1 - http://en.wikipedia.org/wiki/Interlock_protocol
It is irresponsible on behalf of the rest of the world to allow this behavior to continue. Maybe after US businesses have experienced enormous economic damages they will change their way.
The easiest way to snoop on all internal company data is to sniff those MPLS links at ISPs.
So... maybe this was only needed or relevant before have direct access ?
Then I understand better the relevance.
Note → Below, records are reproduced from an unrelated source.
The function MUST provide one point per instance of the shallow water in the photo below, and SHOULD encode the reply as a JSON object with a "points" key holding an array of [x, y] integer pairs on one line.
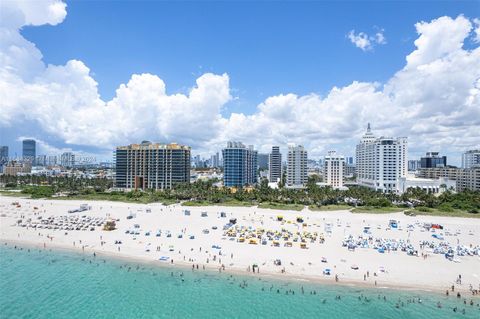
{"points": [[53, 284]]}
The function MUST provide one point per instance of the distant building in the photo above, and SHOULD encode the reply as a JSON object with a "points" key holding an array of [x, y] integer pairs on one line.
{"points": [[14, 168], [471, 159], [296, 166], [29, 150], [67, 159], [413, 165], [431, 186], [432, 160], [151, 166], [349, 160], [469, 178], [52, 160], [3, 156], [381, 162], [275, 165], [448, 172], [349, 170], [262, 161], [215, 160], [239, 165], [333, 172], [41, 160]]}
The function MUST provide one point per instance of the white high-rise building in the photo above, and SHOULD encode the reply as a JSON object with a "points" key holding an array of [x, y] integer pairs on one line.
{"points": [[333, 169], [471, 159], [381, 162], [296, 166], [275, 165]]}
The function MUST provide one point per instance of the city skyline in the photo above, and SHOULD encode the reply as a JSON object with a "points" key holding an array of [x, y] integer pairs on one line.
{"points": [[403, 77]]}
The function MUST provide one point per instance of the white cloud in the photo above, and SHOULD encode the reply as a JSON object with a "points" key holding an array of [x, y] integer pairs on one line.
{"points": [[476, 37], [434, 99], [365, 42]]}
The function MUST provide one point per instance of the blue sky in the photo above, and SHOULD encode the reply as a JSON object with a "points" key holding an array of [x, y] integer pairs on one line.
{"points": [[267, 48]]}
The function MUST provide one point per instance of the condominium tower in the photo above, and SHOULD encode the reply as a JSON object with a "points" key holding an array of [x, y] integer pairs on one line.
{"points": [[471, 159], [275, 165], [29, 150], [296, 166], [239, 165], [151, 166], [334, 169], [381, 162]]}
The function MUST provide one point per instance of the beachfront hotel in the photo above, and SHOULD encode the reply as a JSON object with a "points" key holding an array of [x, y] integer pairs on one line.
{"points": [[29, 150], [296, 166], [275, 165], [239, 165], [334, 169], [151, 165], [471, 159], [381, 162]]}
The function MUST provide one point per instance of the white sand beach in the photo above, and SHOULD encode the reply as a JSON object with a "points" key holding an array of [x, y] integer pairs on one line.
{"points": [[166, 231]]}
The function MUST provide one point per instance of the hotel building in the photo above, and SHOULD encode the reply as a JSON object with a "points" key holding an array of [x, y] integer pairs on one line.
{"points": [[297, 176], [381, 162], [239, 165], [151, 166], [275, 165], [334, 170]]}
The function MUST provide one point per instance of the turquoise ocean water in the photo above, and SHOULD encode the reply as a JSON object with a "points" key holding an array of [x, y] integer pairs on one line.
{"points": [[55, 284]]}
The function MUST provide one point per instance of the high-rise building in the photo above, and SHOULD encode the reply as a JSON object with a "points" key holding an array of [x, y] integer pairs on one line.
{"points": [[296, 166], [333, 171], [41, 160], [215, 160], [151, 166], [239, 165], [3, 156], [413, 165], [471, 159], [380, 162], [29, 150], [67, 159], [432, 160], [468, 178], [263, 161], [275, 165]]}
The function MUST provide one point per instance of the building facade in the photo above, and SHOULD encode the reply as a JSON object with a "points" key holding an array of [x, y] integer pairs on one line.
{"points": [[263, 161], [297, 170], [239, 165], [450, 173], [468, 178], [471, 159], [381, 162], [14, 168], [431, 186], [151, 166], [413, 165], [334, 170], [67, 159], [432, 160], [3, 156], [29, 151], [275, 165]]}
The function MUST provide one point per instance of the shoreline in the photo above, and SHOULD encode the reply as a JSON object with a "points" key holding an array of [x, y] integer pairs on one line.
{"points": [[200, 238], [289, 278]]}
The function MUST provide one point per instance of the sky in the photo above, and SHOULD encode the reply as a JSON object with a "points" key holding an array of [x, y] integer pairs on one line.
{"points": [[90, 75]]}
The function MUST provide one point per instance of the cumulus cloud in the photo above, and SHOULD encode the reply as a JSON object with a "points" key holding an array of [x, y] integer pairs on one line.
{"points": [[366, 42], [476, 37], [434, 98]]}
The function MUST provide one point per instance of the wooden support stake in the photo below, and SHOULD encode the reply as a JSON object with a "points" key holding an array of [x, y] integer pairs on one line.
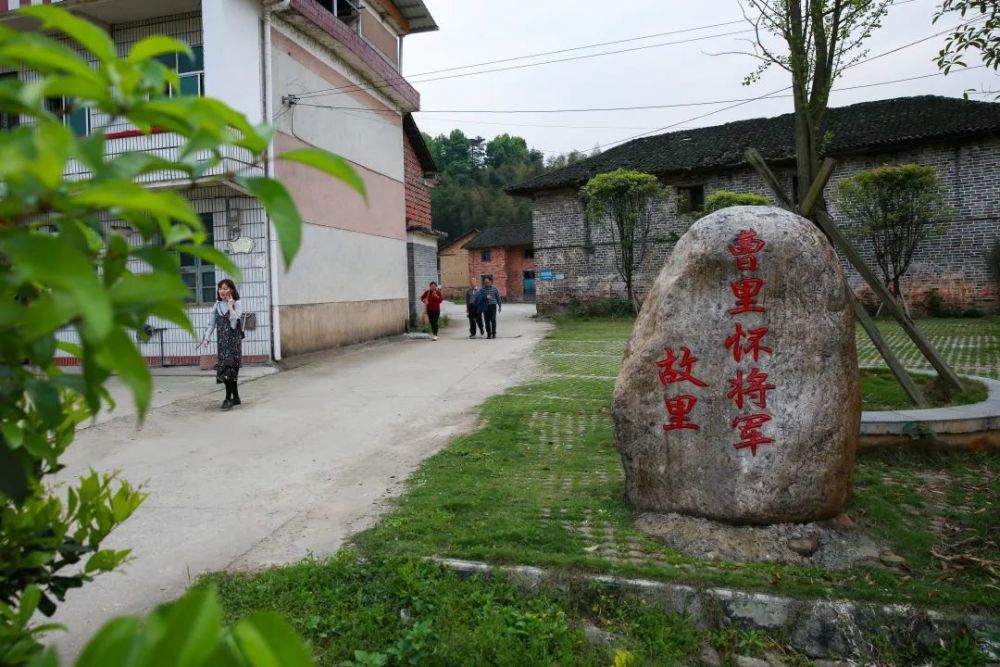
{"points": [[826, 223], [816, 189], [838, 239], [756, 160], [909, 386]]}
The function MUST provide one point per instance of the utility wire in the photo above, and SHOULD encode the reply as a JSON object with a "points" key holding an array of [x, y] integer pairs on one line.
{"points": [[645, 107], [355, 88], [767, 95], [401, 79], [578, 48]]}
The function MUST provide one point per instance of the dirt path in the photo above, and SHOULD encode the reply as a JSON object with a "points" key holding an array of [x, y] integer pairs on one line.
{"points": [[307, 460]]}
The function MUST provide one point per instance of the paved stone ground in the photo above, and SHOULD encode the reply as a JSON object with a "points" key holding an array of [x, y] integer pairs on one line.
{"points": [[972, 347]]}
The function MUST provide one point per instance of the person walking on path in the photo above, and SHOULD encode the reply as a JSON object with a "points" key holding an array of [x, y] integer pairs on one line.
{"points": [[490, 298], [226, 321], [472, 309], [432, 298]]}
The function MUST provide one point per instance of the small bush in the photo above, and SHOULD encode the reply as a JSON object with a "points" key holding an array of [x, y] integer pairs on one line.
{"points": [[725, 199], [599, 309]]}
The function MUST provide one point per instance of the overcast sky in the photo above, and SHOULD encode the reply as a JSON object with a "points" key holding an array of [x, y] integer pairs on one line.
{"points": [[476, 31]]}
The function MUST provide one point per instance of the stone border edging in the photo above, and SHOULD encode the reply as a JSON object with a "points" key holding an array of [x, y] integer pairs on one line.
{"points": [[819, 628], [981, 417]]}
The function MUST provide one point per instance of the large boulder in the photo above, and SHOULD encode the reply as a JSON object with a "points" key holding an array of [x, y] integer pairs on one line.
{"points": [[739, 398]]}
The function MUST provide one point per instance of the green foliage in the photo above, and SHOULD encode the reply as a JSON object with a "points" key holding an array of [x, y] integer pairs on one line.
{"points": [[979, 34], [894, 209], [63, 269], [473, 176], [725, 199], [624, 198], [189, 633], [959, 651], [881, 391], [600, 309]]}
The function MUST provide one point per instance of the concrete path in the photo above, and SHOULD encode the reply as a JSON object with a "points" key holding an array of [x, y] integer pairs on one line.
{"points": [[306, 461]]}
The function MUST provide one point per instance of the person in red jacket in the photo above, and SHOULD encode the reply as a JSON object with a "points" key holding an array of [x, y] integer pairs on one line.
{"points": [[432, 298]]}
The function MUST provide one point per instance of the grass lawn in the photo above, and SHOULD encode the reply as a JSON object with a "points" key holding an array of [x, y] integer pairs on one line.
{"points": [[541, 483]]}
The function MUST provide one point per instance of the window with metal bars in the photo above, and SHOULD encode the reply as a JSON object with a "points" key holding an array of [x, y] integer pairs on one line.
{"points": [[190, 70], [198, 274]]}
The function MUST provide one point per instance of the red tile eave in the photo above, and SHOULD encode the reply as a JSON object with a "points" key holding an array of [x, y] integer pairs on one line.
{"points": [[356, 51]]}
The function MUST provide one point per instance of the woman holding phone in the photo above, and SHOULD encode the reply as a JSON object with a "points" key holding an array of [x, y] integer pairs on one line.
{"points": [[225, 319]]}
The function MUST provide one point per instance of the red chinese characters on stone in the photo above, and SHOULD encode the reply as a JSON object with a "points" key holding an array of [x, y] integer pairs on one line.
{"points": [[679, 407], [753, 387], [753, 345], [744, 250], [669, 375], [746, 290], [750, 436]]}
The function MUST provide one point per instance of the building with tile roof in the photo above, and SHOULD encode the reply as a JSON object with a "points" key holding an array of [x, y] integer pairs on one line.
{"points": [[959, 138]]}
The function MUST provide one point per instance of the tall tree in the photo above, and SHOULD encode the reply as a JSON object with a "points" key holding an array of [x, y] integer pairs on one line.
{"points": [[981, 32], [821, 38], [623, 199]]}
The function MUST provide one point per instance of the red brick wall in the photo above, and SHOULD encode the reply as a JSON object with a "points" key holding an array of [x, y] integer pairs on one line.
{"points": [[497, 266], [418, 195], [507, 266], [517, 264]]}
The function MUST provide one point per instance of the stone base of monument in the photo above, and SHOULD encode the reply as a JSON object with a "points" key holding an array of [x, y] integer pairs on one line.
{"points": [[830, 544]]}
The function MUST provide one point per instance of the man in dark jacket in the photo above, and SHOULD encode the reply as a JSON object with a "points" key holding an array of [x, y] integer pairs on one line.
{"points": [[472, 309], [490, 299]]}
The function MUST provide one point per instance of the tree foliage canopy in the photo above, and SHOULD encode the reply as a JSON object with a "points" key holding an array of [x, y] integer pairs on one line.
{"points": [[816, 41], [895, 209], [980, 32], [623, 199], [473, 175], [724, 199]]}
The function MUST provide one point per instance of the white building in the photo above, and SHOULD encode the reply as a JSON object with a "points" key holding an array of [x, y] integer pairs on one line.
{"points": [[270, 59]]}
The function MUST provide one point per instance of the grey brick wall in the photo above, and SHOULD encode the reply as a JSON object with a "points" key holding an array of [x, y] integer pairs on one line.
{"points": [[955, 261], [421, 264]]}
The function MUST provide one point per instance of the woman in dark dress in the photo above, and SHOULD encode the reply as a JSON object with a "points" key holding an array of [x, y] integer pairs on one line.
{"points": [[226, 322]]}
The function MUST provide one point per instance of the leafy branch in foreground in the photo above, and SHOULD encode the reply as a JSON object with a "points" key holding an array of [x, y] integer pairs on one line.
{"points": [[64, 269]]}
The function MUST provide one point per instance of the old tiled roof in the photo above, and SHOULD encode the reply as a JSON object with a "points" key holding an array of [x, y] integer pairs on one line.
{"points": [[502, 236], [851, 128]]}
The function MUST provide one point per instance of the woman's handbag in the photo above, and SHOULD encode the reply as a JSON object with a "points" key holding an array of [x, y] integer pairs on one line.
{"points": [[248, 322]]}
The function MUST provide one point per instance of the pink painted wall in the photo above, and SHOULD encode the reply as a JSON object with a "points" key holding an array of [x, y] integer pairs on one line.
{"points": [[325, 201]]}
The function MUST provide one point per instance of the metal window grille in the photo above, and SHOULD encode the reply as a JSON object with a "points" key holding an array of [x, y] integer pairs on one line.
{"points": [[198, 274]]}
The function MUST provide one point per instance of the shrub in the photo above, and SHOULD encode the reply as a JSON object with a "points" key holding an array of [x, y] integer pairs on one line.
{"points": [[600, 308], [725, 199]]}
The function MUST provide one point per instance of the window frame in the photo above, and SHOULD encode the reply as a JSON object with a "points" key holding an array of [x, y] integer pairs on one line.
{"points": [[58, 106], [186, 70], [199, 267]]}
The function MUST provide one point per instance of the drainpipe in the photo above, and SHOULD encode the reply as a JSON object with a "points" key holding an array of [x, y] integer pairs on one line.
{"points": [[270, 7]]}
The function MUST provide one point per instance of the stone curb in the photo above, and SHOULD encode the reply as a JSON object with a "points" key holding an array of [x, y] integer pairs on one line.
{"points": [[978, 418], [819, 628]]}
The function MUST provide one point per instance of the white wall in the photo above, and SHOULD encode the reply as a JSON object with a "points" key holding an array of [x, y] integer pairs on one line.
{"points": [[373, 139], [232, 35], [336, 265]]}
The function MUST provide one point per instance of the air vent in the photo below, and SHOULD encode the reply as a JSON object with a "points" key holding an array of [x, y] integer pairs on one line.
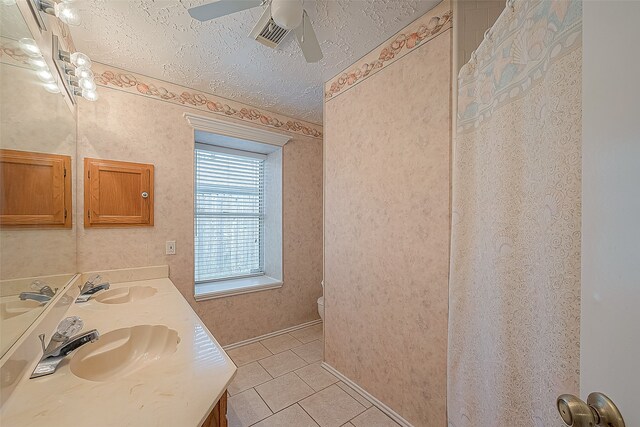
{"points": [[268, 32]]}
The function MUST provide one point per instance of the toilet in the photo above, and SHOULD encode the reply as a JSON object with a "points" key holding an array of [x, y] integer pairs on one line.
{"points": [[321, 303]]}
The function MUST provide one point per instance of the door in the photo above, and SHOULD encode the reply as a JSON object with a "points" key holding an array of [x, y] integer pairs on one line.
{"points": [[35, 190], [610, 324], [117, 194]]}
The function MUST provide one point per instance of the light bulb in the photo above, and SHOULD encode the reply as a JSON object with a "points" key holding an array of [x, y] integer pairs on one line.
{"points": [[86, 83], [30, 47], [45, 76], [83, 72], [51, 88], [79, 59], [67, 13], [38, 63], [90, 95]]}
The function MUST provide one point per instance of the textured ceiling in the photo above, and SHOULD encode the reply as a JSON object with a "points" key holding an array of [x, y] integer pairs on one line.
{"points": [[159, 39]]}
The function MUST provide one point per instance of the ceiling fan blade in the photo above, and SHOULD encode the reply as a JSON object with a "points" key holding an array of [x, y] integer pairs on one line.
{"points": [[308, 41], [221, 8]]}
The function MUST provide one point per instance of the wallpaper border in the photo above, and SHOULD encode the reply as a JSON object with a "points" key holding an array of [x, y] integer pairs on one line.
{"points": [[419, 32], [119, 79]]}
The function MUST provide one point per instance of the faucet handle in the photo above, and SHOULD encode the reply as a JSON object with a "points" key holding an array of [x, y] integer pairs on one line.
{"points": [[42, 336], [93, 279]]}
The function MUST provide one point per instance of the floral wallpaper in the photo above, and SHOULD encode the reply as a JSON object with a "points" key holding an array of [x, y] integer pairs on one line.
{"points": [[142, 85], [515, 56], [425, 28], [514, 299]]}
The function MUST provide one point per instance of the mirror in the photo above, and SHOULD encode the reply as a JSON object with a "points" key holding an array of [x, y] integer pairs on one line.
{"points": [[37, 153]]}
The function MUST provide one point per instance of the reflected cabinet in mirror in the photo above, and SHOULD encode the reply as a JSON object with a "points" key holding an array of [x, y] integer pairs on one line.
{"points": [[37, 194]]}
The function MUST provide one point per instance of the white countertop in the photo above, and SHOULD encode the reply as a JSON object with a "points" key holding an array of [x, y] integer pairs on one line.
{"points": [[180, 389]]}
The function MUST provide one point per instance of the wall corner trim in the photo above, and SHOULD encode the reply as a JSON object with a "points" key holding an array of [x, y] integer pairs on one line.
{"points": [[236, 130], [376, 402]]}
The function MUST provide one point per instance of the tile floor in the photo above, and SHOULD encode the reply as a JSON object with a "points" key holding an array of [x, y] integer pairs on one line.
{"points": [[280, 383]]}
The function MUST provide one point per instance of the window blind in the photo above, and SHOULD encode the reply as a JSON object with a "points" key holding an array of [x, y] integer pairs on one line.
{"points": [[229, 213]]}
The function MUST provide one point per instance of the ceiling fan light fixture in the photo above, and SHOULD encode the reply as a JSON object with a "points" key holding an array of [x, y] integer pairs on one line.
{"points": [[287, 13]]}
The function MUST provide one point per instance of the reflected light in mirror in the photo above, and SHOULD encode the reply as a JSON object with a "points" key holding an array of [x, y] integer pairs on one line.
{"points": [[52, 87], [205, 349], [45, 76], [29, 47], [38, 63]]}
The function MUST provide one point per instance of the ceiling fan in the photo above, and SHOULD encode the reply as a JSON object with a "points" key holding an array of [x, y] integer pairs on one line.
{"points": [[279, 18]]}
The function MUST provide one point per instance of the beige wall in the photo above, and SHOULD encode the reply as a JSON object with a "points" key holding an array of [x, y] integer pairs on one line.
{"points": [[23, 126], [132, 127], [611, 206], [387, 142], [472, 19]]}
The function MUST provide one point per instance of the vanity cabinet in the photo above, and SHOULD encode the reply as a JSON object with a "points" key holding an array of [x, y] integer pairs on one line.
{"points": [[117, 194], [35, 190], [218, 417]]}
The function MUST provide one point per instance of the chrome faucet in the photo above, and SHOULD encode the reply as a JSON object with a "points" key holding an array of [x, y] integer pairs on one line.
{"points": [[44, 293], [65, 340], [90, 287]]}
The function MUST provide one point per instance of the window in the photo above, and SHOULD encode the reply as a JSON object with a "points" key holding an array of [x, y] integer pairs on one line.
{"points": [[229, 214], [237, 208]]}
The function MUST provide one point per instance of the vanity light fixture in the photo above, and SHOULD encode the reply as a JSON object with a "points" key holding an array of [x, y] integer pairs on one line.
{"points": [[37, 62], [76, 67], [30, 47], [51, 87], [63, 10], [45, 76]]}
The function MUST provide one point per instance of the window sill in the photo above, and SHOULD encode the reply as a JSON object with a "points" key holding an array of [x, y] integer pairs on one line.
{"points": [[226, 288]]}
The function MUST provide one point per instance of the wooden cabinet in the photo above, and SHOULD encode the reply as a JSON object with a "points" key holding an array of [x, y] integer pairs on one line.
{"points": [[218, 417], [117, 194], [35, 190]]}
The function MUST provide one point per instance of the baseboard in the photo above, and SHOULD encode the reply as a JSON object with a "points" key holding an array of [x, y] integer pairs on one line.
{"points": [[272, 334], [374, 401]]}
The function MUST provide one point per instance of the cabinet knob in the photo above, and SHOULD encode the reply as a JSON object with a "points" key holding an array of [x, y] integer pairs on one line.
{"points": [[599, 410]]}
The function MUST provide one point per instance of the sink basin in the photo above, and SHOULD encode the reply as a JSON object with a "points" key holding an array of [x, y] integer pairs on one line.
{"points": [[125, 295], [123, 351], [17, 307]]}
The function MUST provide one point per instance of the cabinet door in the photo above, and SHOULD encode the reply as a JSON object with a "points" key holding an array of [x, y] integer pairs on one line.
{"points": [[117, 194], [35, 190]]}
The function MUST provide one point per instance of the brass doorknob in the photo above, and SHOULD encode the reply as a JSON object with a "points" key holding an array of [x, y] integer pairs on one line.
{"points": [[599, 410]]}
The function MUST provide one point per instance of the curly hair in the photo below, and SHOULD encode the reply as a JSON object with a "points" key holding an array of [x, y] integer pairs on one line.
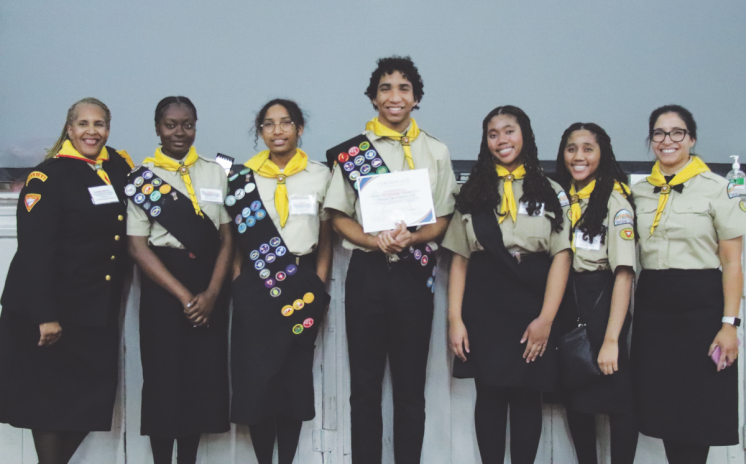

Thanks.
Encrypt Outbound ==> Decrypt Inbound
at Source at Destination
Decrypt Inbound <== Encrypt Outbound
at Source at Destination
Encrypt Outbound ==> Decrypt/Intercept --> Re-Encrypt ==> Decrypt Inbound
at Source at Attacker at Attacker at Destination
Decrypt Inbound <== Re-Encrypt <-- Decrypt/Intercept <== Encrypt Outbound
at Source at Attacker at Attacker at Destination
Bigger targets are always more interesting for mass surveillance, because, by definition, they have more users.
And that's what the recent revelations are all about: Mass surveillance.
Obviously, bitter targets are also more interesting for private/non-NSA/non-state hackers.
The size of the email provider wouldn't make any difference.
It would be a huge pain in the ass to cover all the smaller providers.
Do you have any idea how many such hardware blackboxes lie between any two locations on the net? All that would be needed is a single vulnerable/backdoored one in that path, configure it to DNAT & SNAT through your MITM host ..
I highly doubt there're very many places out of that reach. Especially not smaller providers.